Talk for Ohio State Qualitative and Complexity Group

What If We Called It “Qualia”-tative And Already Knew That Methods Were Mixed?

Michael Agar
Ethknoworks LLC, Eldorado NM
Professor Emeritus of Linguistics and Anthropology, University of Maryland

Two key arguments drive this presentation. The first holds that the "qualitative boom" actually reinterprets the centuries-old argument that human social research is different in fundamental ways from natural science. The reinterpretation presented here will center on the term “qualia” in the title, meant as a concept that unites the variety of qualitative approaches that have multiplied over the last few decades. The presentation will suggest and elaborate four key characteristics of any such approach, whatever its label: 1) A particular kind of logic that is abductive, recursive and iterative; 2) A continual focus on differences in context and meaning, though Schrödinger’s cat will complicate things here; 3) A representational goal akin to translation with much attention paid to the translator; 4) A nonlinear dynamic research process that calls for new guidelines for evidence and credibility. The argument will be that these characteristics allow for us to configure “qualia”-tative research for many applications—brief and elaborate, bounded and unbounded, as well as focused and exploratory, among a variety of different subject/audience/researcher intersections.
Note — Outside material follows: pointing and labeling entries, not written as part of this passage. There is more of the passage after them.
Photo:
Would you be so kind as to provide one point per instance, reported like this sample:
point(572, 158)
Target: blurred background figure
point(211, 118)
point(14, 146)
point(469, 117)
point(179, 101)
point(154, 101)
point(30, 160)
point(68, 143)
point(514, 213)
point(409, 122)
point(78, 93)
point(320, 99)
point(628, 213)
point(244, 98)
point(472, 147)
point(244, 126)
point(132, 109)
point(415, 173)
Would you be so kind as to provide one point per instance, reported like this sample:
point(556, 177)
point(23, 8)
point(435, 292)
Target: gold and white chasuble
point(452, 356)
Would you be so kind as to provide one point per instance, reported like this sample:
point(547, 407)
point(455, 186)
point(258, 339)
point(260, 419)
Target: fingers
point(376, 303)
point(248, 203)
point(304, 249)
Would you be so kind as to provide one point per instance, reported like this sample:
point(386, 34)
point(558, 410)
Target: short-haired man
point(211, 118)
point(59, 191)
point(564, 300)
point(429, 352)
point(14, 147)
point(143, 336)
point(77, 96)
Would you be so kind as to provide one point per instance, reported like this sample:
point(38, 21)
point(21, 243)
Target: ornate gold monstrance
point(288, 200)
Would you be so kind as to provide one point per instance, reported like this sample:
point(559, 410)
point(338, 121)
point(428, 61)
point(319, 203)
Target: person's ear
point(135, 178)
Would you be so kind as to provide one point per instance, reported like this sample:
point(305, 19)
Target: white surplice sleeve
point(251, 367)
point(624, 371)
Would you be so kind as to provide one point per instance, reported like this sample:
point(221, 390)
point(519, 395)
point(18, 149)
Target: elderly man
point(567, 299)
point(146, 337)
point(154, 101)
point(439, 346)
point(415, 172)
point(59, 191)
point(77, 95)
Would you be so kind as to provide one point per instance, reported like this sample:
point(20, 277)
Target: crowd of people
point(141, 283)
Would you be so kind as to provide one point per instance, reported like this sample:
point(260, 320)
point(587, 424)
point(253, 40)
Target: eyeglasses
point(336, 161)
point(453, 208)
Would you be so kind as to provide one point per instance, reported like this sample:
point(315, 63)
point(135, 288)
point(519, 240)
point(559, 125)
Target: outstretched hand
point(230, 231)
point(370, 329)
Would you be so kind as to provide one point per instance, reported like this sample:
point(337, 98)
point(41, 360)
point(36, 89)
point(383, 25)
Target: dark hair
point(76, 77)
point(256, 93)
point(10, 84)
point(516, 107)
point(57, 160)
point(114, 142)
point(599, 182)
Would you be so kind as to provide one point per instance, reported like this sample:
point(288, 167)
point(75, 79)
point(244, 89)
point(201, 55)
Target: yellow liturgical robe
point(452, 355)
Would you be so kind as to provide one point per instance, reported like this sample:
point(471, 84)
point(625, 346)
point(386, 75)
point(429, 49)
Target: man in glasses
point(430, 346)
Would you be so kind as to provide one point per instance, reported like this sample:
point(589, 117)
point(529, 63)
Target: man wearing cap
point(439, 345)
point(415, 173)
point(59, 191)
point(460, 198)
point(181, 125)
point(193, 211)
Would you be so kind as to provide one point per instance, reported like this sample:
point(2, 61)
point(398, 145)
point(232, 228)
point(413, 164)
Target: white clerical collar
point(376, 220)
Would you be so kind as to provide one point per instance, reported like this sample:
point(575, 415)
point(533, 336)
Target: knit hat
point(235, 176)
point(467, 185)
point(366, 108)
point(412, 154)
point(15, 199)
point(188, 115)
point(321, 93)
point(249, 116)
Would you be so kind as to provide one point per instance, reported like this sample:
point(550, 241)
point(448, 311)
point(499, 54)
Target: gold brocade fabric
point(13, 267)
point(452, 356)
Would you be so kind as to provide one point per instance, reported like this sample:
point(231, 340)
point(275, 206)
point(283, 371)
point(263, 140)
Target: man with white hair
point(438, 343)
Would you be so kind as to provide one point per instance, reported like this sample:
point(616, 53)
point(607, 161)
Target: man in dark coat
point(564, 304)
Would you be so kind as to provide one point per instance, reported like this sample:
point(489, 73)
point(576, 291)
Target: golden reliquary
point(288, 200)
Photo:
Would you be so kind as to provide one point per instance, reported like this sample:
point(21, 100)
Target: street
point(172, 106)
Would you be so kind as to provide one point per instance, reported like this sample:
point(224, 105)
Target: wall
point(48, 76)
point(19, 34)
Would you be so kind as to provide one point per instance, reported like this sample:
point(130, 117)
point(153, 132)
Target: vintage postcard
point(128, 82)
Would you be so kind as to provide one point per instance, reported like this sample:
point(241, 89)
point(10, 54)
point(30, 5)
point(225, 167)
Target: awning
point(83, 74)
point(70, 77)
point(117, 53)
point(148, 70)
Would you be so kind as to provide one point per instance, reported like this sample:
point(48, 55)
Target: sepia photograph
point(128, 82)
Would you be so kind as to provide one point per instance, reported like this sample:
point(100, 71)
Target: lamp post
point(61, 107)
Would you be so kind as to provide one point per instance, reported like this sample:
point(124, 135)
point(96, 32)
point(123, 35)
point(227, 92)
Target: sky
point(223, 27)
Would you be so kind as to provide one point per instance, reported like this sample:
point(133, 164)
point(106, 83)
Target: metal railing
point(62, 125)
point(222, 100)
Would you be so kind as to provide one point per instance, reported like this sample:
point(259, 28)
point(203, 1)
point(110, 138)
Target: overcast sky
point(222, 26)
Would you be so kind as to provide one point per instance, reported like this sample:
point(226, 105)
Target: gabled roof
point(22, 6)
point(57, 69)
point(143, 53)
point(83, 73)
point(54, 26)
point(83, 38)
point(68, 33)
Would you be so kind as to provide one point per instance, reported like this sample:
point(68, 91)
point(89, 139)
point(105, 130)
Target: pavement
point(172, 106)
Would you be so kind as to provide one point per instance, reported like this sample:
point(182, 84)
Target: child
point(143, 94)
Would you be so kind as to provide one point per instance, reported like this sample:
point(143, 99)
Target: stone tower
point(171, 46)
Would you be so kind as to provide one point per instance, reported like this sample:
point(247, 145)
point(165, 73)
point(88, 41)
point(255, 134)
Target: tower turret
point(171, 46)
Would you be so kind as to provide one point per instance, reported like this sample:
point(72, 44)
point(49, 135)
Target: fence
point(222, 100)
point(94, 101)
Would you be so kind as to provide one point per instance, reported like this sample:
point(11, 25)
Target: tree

The second key argument, time permitting, involves the second part of the title, that we “already knew that methods were mixed." The qualitative world grew rapidly and fragmented quickly, in part because of different discipline-specific historical trajectories, in part because of the incentive structure of the academy, in part because of growth on the basis of a cover term that only clearly refers to a type of data. The argument here is that the “qual-boom” needs to articulate its core, otherwise the boom might turn into another case of self-destructive historical marginality. On the other hand, broader changes in society and science suggest an irreversible “qualia-tative turn,” a possibility that will end this presentation and lead into discussion among a group who probably embody it.
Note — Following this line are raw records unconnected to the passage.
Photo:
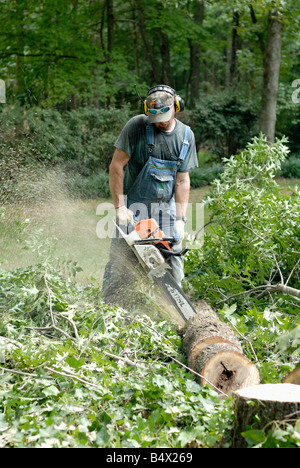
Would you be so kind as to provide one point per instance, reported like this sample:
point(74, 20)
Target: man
point(157, 152)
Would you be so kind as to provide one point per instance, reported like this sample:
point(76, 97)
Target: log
point(258, 406)
point(293, 377)
point(215, 353)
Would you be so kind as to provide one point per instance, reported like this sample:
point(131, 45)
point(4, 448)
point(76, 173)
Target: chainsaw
point(152, 249)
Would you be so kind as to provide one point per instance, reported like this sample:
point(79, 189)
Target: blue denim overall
point(152, 193)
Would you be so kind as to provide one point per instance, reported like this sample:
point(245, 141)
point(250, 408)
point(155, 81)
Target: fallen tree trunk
point(293, 377)
point(214, 352)
point(257, 407)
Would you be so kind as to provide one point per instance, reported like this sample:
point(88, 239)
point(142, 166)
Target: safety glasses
point(164, 110)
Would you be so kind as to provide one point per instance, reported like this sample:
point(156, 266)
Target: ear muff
point(178, 101)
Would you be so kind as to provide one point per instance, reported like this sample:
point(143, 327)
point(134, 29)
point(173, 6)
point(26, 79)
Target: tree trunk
point(195, 56)
point(271, 77)
point(214, 352)
point(293, 377)
point(235, 46)
point(165, 59)
point(149, 50)
point(258, 406)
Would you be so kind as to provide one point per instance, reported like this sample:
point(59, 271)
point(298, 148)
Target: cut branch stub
point(214, 352)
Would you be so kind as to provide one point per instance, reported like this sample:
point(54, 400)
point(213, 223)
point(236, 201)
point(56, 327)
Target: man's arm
point(116, 168)
point(182, 192)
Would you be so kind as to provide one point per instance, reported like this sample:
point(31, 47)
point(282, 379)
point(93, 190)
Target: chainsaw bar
point(176, 296)
point(156, 269)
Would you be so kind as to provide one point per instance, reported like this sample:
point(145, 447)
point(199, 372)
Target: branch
point(72, 376)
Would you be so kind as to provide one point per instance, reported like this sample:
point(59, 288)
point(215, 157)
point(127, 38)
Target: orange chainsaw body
point(147, 228)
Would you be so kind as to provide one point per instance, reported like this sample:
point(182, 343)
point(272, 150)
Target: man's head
point(160, 104)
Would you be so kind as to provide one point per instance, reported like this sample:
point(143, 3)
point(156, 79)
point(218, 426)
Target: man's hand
point(124, 216)
point(179, 231)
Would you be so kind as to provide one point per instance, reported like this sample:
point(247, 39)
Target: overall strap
point(185, 145)
point(150, 136)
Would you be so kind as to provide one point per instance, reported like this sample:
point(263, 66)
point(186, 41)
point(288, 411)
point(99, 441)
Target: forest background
point(71, 75)
point(70, 69)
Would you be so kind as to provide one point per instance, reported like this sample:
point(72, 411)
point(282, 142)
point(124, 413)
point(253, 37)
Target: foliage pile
point(76, 373)
point(250, 252)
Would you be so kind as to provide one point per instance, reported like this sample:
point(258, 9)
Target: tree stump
point(214, 352)
point(256, 407)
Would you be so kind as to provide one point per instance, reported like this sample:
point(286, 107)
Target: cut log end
point(215, 354)
point(228, 370)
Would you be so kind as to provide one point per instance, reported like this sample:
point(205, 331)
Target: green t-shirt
point(133, 142)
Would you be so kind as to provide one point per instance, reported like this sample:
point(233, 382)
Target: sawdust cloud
point(39, 206)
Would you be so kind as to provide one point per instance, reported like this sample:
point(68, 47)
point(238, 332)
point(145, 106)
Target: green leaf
point(50, 391)
point(254, 436)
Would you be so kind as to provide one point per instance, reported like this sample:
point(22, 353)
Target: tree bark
point(271, 76)
point(235, 46)
point(293, 377)
point(214, 352)
point(195, 56)
point(258, 406)
point(149, 51)
point(165, 59)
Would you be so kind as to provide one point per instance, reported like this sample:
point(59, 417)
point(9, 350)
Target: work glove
point(179, 231)
point(124, 216)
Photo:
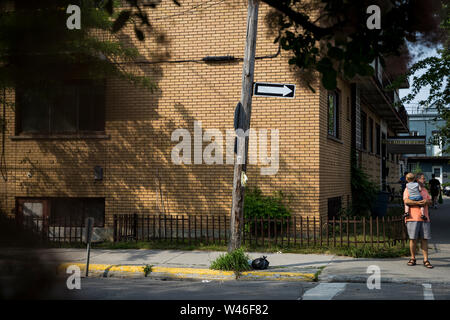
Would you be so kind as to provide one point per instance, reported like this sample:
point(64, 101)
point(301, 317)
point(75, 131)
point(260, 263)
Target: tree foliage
point(332, 37)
And here's the abstract for the complexity talk:

Ethnography, History and Complexity: The Explanation of Illegal Drug Epidemics

In a seven year NIH-funded project, the speaker looked at several epidemics of heroin and cocaine in the U.S. The result was a "trend theory" that showed their common emergent histories as complex adaptive systems. While the project was ongoing, a wave of heroin experimentation occurred in Baltimore County that allowed for ethnographic research. Based on that research, an agent-based model was written in the Netlogo language and used as a thought-experiment laboratory for youth explanations of how and why the wave occurred. The core of this presentation will be the model, the problem of translating ethnographic conclusions into computer code, and the policy- and practice-based implications of the results.